STOCKTON — While Michael Tubbs was winning over Oprah Winfrey, interning at the White House and picking up a Stanford degree, he kept a close eye on home.
Now the 22-year-old, who fought to make it out of the rough part of the city, has returned — and he's running for City Council.
On a recent Saturday at campaign headquarters, Tubbs grabbed a piece of cold pizza and posed for photos with 13-year-old twins Selena and Sabrina and 12-year-old Alise — ignoring the advice of political consultants who have told him to avoid being in pictures with children because it emphasizes his youth. (He did, however, grow a mustache.)
The girls' foster mother, Francis Hilliard, looked on in serious appraisal.
Over the years she's raised 25 children. She's fought for a public swimming pool to stay open during the hot delta summers ("still working on that") and served in numerous community organizations.
She's walking precincts for Tubbs.
"My husband and I are underwater on our house — like everyone else," Hilliard said. "The city is bankrupt. The gangs are getting more violent. What else are you going to do but get out the door and be very active in helping this young man change things?"
When Tubbs launched his campaign last spring, this city's old guard said he didn't have a chance. He was too young, too inexperienced and didn't know the right players. A tete-a-tete with the talk-show queen might raise his profile, but it wasn't going to sway the vote in this working-class city.

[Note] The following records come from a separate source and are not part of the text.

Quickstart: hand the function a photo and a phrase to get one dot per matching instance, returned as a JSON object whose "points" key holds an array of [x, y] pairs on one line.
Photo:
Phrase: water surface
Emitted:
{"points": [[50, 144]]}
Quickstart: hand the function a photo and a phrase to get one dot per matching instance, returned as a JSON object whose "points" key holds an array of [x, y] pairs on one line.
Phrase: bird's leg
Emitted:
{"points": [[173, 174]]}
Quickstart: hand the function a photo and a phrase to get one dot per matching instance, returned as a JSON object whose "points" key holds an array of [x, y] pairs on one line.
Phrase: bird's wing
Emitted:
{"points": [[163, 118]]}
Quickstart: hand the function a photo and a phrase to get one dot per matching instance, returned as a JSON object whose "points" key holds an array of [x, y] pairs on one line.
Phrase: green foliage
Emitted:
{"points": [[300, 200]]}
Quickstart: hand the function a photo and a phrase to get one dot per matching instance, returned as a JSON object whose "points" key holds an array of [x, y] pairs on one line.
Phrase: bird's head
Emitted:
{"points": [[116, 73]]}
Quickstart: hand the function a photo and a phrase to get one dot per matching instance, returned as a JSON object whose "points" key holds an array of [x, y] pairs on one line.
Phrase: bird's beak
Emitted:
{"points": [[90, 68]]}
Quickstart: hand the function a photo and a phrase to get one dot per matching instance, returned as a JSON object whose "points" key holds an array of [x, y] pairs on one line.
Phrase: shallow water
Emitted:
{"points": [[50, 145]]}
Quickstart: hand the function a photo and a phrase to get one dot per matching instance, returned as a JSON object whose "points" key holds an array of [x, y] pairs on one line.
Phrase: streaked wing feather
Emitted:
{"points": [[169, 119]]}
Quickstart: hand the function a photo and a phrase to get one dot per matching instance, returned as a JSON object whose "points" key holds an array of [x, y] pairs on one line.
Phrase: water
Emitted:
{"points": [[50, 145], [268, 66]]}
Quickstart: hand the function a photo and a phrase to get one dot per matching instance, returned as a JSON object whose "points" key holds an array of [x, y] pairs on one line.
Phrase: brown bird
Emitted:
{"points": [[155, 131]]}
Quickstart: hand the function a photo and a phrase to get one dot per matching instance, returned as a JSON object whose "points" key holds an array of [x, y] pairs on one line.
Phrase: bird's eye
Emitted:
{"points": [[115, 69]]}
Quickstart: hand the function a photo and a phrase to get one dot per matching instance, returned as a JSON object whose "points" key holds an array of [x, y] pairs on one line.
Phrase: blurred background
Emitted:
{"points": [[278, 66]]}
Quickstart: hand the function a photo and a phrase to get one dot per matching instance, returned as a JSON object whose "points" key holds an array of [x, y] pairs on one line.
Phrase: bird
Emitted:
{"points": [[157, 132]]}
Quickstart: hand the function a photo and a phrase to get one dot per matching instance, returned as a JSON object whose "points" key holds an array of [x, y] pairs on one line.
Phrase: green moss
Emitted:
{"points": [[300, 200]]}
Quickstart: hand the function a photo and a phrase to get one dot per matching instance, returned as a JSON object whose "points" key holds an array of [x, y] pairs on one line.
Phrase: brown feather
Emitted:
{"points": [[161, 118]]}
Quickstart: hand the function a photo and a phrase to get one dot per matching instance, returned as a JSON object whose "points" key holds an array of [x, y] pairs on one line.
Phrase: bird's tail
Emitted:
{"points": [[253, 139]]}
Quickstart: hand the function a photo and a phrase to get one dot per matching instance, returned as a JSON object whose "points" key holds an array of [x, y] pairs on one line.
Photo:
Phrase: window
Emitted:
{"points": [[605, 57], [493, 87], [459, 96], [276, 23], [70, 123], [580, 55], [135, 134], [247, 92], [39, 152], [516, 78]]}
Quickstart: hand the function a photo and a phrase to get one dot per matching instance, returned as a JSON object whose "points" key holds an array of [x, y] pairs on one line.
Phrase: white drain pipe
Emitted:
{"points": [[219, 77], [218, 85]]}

Then Tubbs won his June primary by 14 percentage points. In the history of Stockton, there's only been one candidate who lost the nonpartisan citywide November election after winning the district vote.
If he wins Tuesday's election, said longtime Stockton political columnist Michael Fitzgerald, the big question becomes: "Can he effect change, or is Stockton where a promising young man's dreams go to die?"
Times are dark in this port city of almost 300,000.
In June, it became the biggest U.S. city to file for bankruptcy protection. There have been 62 homicides this year, surpassing the city's record of 58 in 2011. Violent crime is spreading into leafy neighborhoods that once were spared the gunfire of the urban core.
The violence is not new to many of the people supporting Tubbs. Patrick Martin, 18, a polite young man who works the candidate's phone bank, went to the funerals of two friends who were shot this year.
"It almost didn't faze him. Which was the scariest part," said Tubbs' field manager, Lange Luntao, a 22-year-old Harvard graduate who was also raised in Stockton.
Tubbs grew up on the south side of the city, thinking gunfire was just a part of life.
"I didn't even know I was from a bad neighborhood until I left and went to Stanford," he said. "I had to get away to see this isn't normal."
Tubbs was 12 when he first met his father, a man in a prison jumpsuit. When Tubbs asked him what he was in for, his father said that for a black man it was either prison or death.
Young Tubbs walked out vowing his life would be different.
At 15, he said, he came home from school one day to find his mother sobbing. She'd been turned down again for a promotion at her clerical job because she didn't have a college degree. Tubbs held his mother and made a promise to her, and himself, that lack of an education would never hold him back.
In high school, an essay he wrote recalling those moments won first place in a contest judged by novelist Alice Walker.